Simple Logistic Regression Model

In this post we’ll see how to build a simple Logistic Regression model

The Problem ?

We would want to predict if a user is likely to purchase an item, based on their other behaviour. Can Gender, Age and Salary help in predicting this ? We’ll see that below.

Our Task here is to build a logistic regression model to predict the purchase behaviour.

Import libraries and read the data.

import numpy as np
import pandas as pd

data = pd.read_csv('./data/User_Data.csv')
data.head(10)

As we can see in the above output, ‘Purchased’ is the Y or target variable and Gender, Age and Salary are X variables or features.

Separate the features from the target variable.

We’ll split the data into two sets of variables. This is the requirement for any Machine Learning model.

#Split data into training dataset and target variable
x = data.iloc[:,1:4]
y = data.iloc[:,4]

Convert categorical values into one-hot vector.

Gender is in string format and it can’t be given as input to the model. We need to convert this variable into zeros and ones.

#Convert categorical variables into two separate columns
x = pd.get_dummies(x)
x.head()

Standard Scalar

Each variable has different scale. Salary is in thousands and Age is in tens. Model won’t work if the common scale is not maintained across variables.

We use Scikit learn’s Standard Scalar class to do this job for us. We finally print first 5 rows to actually see the output.

from sklearn.preprocessing import StandardScaler

scalar = StandardScaler()
x = scalar.fit_transform(x)
x[:5]

Train Test Split

We need to split our data into training & test data sets. Training data is used for training the model. Test data is used to check if the model is able to predict output on a new dataset, which it has not seen during training.
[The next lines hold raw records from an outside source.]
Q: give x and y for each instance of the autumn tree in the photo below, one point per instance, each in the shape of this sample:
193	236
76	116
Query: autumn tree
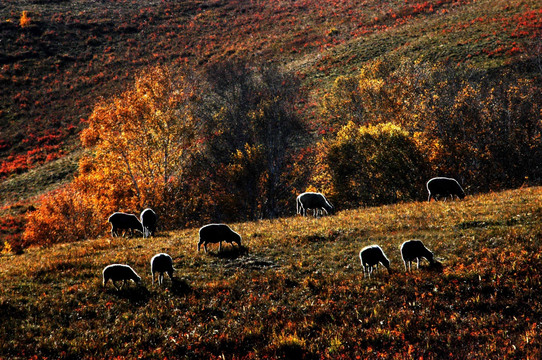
137	145
141	139
481	127
373	165
252	130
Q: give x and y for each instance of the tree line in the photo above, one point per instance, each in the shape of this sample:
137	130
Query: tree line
233	143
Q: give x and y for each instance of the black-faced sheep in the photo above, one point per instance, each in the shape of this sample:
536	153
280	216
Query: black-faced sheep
123	221
216	233
315	201
148	221
161	263
119	272
370	257
414	250
442	186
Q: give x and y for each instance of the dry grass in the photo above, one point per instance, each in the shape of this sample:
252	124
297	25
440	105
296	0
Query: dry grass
295	290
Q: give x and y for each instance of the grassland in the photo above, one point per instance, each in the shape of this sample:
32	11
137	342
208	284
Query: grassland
295	290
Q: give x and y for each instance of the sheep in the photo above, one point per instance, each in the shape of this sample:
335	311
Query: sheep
148	221
414	250
315	201
123	221
119	272
438	186
161	263
216	233
370	257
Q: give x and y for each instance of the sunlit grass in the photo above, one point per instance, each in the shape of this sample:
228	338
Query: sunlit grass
295	289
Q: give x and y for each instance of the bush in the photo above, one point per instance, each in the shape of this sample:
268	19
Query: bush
374	165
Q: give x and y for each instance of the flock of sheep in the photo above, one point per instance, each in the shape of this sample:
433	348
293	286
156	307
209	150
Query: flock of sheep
370	256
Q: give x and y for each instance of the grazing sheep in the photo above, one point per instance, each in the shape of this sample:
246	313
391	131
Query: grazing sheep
119	272
148	221
216	233
370	257
442	186
161	263
315	201
414	250
123	221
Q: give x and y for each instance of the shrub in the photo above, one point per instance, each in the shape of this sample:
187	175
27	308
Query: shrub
374	165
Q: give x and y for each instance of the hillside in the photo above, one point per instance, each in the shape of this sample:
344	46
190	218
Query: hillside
295	290
62	56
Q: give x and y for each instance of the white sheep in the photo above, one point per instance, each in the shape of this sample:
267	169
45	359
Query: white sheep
370	257
414	250
119	272
124	221
161	263
148	221
315	201
216	233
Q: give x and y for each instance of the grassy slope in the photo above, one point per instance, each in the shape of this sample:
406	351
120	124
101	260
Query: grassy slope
298	291
74	52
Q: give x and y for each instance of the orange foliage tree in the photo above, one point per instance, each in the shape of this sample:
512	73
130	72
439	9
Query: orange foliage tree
214	146
371	165
479	127
137	146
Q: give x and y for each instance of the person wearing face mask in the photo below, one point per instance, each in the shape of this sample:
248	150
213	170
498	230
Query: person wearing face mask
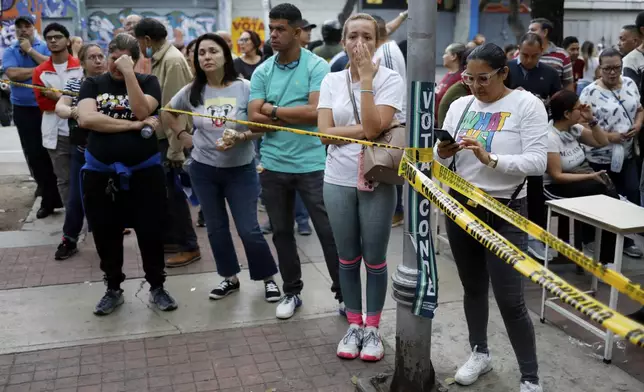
501	138
123	181
19	62
360	216
173	72
223	170
615	102
92	60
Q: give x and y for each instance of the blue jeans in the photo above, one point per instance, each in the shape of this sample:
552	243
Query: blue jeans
237	186
74	213
361	223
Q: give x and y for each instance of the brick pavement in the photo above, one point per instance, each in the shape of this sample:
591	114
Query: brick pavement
35	266
296	356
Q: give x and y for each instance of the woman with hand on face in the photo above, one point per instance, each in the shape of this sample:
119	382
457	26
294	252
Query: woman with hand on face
93	62
249	43
501	138
360	215
123	180
223	169
568	173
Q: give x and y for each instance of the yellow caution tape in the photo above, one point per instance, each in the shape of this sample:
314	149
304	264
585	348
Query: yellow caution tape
36	87
419	154
613	278
506	251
We use SciKit learn’s train_test_split method for this. We need to specify what percentage of data to be kept aside as Test Data set. In this example we keep 20% of the data as test dataset.
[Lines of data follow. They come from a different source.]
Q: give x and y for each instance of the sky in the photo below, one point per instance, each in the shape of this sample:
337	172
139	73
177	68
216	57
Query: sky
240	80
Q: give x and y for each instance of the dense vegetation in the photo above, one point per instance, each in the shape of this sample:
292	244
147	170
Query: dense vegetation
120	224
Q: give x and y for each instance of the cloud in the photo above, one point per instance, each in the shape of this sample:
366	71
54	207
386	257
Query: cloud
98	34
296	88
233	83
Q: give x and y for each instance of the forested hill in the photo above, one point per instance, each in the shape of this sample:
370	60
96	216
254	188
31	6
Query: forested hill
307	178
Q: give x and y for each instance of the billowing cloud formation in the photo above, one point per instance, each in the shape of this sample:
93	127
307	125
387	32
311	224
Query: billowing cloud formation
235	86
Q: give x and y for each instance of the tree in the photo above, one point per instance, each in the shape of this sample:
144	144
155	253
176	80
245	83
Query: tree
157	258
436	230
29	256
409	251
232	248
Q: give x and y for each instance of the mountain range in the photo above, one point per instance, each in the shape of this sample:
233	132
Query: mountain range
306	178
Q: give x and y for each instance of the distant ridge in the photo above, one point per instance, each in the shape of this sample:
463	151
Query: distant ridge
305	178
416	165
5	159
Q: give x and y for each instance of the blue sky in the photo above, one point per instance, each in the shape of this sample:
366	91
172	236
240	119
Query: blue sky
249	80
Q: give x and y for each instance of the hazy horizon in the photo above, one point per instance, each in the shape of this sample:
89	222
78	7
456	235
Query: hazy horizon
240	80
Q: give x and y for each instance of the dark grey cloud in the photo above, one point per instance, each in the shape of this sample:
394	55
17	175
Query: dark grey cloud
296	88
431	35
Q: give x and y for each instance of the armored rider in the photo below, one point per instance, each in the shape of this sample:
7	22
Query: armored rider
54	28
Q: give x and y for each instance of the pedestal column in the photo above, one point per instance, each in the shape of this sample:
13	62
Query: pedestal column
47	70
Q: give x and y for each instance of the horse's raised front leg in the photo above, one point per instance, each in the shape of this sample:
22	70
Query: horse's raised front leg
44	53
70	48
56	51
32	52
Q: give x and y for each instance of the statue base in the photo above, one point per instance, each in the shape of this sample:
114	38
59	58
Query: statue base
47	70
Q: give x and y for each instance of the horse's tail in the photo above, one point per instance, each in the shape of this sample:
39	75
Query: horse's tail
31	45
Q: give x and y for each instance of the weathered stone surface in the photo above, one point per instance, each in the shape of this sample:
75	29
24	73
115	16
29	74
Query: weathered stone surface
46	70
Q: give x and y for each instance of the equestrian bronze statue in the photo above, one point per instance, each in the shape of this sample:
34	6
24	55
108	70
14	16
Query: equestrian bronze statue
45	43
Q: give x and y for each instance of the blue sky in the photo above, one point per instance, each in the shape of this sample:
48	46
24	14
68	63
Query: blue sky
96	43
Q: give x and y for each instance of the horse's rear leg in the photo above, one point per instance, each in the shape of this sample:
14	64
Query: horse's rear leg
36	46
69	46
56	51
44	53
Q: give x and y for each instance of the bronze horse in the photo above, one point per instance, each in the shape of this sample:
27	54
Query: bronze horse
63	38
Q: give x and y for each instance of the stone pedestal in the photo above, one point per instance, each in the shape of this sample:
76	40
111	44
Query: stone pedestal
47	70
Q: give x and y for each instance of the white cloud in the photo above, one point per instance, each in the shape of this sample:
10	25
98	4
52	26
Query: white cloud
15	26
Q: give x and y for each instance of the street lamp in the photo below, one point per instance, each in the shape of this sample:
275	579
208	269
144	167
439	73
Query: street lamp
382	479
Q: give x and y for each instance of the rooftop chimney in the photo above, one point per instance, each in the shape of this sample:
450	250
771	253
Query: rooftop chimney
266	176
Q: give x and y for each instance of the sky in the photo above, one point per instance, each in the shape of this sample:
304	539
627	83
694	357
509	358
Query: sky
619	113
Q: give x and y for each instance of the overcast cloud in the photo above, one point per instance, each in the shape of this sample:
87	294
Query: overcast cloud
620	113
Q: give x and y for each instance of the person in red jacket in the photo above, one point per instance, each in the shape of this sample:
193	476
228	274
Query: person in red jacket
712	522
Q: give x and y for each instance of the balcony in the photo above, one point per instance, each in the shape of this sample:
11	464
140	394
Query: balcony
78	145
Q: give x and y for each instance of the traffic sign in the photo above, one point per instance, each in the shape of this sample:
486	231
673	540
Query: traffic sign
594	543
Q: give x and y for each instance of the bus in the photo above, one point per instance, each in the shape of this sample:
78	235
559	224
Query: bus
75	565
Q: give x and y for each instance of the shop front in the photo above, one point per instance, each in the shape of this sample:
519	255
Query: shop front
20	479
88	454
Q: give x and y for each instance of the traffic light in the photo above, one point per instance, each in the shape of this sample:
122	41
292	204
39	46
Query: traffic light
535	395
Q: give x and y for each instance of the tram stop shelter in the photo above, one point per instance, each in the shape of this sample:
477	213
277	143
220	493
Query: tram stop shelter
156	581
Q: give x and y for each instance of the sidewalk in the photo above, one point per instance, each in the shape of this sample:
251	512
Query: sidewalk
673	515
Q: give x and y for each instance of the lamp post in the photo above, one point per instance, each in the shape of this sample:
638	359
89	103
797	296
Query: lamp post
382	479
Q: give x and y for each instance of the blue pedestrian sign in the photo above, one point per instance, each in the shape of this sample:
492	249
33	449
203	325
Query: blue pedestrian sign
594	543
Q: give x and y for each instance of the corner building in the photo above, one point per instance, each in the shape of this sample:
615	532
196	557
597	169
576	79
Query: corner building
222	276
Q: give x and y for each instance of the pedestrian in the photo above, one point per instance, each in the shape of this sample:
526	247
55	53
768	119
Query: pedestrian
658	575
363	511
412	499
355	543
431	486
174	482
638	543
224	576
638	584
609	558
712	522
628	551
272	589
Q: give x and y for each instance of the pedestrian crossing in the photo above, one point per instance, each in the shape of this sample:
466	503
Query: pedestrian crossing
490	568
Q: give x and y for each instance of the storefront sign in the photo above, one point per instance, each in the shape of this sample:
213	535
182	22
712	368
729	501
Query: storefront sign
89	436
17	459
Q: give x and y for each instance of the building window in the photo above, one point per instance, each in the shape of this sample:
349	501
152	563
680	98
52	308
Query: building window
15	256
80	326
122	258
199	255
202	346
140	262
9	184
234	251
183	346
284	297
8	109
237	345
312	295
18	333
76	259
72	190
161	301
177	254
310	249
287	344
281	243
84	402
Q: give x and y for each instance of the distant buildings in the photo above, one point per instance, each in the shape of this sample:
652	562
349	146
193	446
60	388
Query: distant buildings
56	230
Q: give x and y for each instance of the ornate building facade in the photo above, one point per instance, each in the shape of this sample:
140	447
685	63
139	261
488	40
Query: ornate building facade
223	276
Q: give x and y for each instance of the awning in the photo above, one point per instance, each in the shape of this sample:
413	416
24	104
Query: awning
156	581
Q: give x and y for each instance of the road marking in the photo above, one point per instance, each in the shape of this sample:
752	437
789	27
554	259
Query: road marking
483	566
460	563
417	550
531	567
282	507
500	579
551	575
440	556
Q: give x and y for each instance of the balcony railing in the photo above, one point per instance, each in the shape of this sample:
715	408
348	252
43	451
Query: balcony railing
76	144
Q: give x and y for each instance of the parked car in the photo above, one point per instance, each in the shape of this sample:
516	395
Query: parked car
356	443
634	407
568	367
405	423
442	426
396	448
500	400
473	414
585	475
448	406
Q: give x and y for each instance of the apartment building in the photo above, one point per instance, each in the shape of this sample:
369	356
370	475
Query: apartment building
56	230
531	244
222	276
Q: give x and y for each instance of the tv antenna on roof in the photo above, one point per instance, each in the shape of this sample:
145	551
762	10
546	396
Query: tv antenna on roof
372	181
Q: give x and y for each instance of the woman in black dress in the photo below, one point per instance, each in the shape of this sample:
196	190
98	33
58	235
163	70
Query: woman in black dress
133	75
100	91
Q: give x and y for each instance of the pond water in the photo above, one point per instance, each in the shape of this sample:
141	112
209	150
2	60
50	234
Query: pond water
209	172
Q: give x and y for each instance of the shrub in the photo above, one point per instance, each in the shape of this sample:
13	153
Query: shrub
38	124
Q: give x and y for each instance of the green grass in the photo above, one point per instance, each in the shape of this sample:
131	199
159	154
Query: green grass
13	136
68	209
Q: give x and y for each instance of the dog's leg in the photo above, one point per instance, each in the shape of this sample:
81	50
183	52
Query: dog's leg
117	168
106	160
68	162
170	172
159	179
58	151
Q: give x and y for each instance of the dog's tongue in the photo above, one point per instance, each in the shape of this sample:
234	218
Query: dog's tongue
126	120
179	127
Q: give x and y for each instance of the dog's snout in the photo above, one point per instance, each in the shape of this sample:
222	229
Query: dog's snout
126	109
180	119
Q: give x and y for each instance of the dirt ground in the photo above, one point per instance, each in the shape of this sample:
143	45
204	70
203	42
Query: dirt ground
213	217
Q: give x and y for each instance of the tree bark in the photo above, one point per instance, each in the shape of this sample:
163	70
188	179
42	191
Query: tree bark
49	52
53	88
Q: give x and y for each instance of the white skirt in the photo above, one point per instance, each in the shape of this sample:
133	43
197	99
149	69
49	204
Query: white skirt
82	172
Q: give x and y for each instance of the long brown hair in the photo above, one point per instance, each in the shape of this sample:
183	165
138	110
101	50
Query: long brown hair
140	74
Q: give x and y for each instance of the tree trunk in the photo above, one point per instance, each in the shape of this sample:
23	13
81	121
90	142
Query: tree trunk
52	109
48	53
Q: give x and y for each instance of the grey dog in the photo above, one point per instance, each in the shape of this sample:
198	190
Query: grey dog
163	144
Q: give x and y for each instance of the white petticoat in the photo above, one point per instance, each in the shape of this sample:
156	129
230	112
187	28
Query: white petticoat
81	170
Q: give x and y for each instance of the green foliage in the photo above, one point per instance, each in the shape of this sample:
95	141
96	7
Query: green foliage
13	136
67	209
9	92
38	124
from sklearn.model_selection import train_test_split

x_train,x_test,y_train,y_test = train_test_split(x,y,test_size=0.2 )

The Model

Once all the preporcessing steps are completed, now is the time to build Logistic Regression model.

We’ll first import this class from SciKit learn package. We create an instance of this class and call it – LR

We then call .fit() method of this class which will take care of training data set.
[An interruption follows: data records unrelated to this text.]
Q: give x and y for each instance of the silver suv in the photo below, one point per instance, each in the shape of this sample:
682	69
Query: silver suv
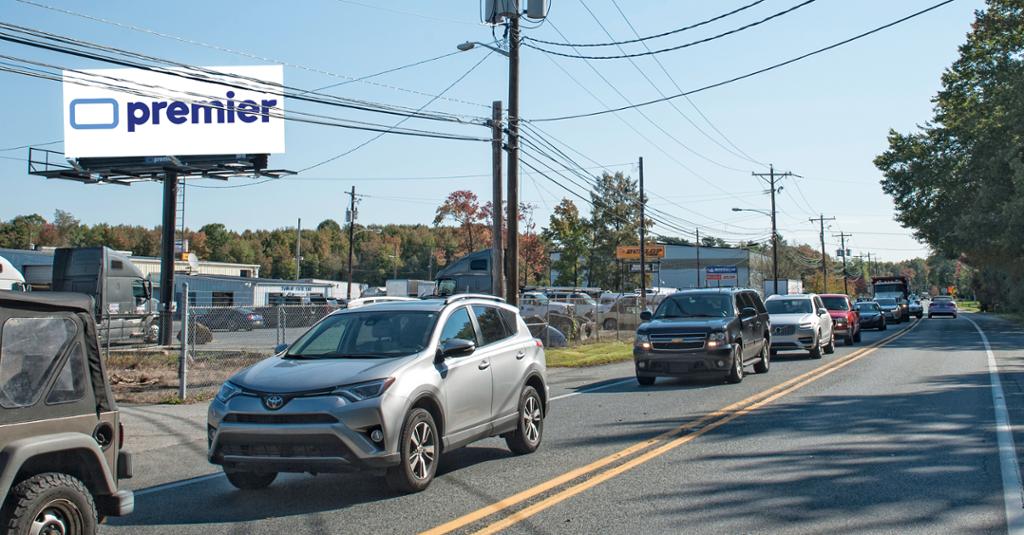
389	385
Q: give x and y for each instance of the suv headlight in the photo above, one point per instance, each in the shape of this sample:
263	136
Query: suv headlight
364	391
227	391
643	341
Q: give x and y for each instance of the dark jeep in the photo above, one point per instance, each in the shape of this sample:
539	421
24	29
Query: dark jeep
704	332
60	434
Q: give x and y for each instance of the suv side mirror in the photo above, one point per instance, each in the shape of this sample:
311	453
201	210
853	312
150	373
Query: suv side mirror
456	347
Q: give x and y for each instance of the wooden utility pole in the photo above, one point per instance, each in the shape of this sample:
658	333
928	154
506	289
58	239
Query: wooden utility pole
698	257
842	241
772	176
512	262
643	246
498	204
351	239
824	265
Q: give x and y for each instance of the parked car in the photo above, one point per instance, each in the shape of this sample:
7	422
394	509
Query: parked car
60	433
801	322
229	319
871	316
942	306
891	309
391	386
624	314
915	309
846	318
702	332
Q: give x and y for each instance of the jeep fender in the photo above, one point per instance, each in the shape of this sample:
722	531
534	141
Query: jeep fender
17	453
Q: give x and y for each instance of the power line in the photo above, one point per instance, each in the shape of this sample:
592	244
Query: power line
693	105
526	40
658	89
754	73
242	53
397	124
664	34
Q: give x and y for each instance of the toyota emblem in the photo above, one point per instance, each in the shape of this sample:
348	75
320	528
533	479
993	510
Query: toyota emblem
273	402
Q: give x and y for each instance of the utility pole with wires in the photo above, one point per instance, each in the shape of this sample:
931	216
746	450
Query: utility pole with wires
643	246
298	250
498	208
351	239
824	265
846	276
698	256
771	176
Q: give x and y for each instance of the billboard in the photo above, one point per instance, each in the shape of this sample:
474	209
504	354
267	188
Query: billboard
632	252
133	112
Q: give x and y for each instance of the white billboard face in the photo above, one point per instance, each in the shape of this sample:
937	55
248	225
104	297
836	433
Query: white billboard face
155	114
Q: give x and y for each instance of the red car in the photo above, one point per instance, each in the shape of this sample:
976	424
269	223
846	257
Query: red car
846	319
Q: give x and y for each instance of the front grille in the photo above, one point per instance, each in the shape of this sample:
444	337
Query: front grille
286	447
275	419
677	341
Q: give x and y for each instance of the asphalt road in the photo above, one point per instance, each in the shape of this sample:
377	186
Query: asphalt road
896	439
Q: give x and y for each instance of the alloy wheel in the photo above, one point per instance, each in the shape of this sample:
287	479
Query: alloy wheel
531	417
421	450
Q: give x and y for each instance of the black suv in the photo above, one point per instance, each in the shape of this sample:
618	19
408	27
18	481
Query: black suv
704	332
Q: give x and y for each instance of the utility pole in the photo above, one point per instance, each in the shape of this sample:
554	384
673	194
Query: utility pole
842	241
824	266
643	246
351	239
698	257
512	273
498	205
774	232
298	250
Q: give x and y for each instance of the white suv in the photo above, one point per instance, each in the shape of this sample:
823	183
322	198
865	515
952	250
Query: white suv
390	385
800	322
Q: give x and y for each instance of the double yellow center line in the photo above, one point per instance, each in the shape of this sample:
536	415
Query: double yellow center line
644	451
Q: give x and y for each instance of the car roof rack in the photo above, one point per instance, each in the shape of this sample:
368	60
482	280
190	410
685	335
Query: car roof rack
460	296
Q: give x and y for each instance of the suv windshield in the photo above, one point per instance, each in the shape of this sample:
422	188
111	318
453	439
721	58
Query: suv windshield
696	305
369	334
788	306
836	303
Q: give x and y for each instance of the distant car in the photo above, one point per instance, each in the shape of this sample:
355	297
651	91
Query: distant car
846	318
892	311
916	309
704	332
801	322
384	387
229	319
366	301
942	306
871	316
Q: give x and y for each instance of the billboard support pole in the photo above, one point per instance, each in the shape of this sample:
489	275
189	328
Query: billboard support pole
167	257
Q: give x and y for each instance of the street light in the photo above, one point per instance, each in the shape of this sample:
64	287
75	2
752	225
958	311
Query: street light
512	250
469	45
774	240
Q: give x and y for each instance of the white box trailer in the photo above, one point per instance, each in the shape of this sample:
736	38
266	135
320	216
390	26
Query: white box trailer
10	278
410	288
785	287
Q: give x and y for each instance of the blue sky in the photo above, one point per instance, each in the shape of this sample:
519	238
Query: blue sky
824	118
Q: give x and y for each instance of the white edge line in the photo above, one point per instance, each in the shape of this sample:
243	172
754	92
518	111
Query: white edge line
595	388
1013	492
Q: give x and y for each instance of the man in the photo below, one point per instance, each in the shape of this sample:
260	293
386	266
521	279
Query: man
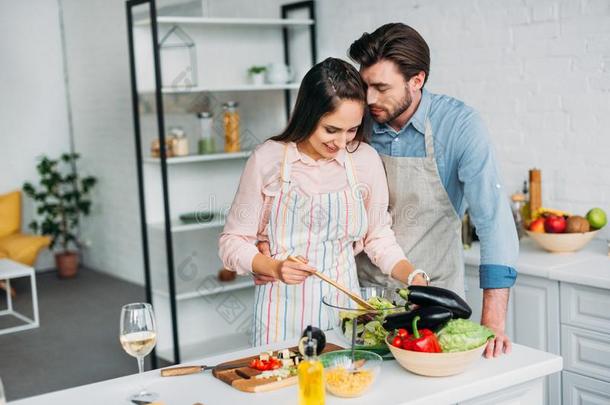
439	161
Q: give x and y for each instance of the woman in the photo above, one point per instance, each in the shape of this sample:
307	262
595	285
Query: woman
317	191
from sklearn.linear_model import LogisticRegression

LR = LogisticRegression()
LR.fit(x_train,y_train)

Prediction on Test set

Now our model has learnt about data from training dataset. We need to check if it can work as expected on test data set as well.

We use .predict() method of LogisticRegression class to predict the model output based on test data. Note that we have actual output for test data as well.

y_pred will have predicted values and y_test will have actual values.

We’ll use these two values to calculate accuracy.

y_pred = LR.predict(x_test)

Accuracy

We’ll first calculate Confusion Matrix to see if our model is able to corrrectly predict the output.

from sklearn.metrics import confusion_matrix,f1_score,accuracy_score

cm = confusion_matrix(y_pred,y_test)
cm
#output : 
#array([[52,  4],
#       [ 9, 15]])

True Positives (52) and True Negatives(15) have been correctly identified.

We can now calculate accuracy score for this output.

accuracy_score(y_pred,y_test)

#output : 0.8375

So, our model is able to give 83% accuracy.

Conclusion

We have built a Logistic Regression model, for the dataset we have chosen.

We have converted string variable Gender into one-hot vector. We then converted all the variables into common scale. Finally we have built the model which on Test dataset gives 83% accuracy.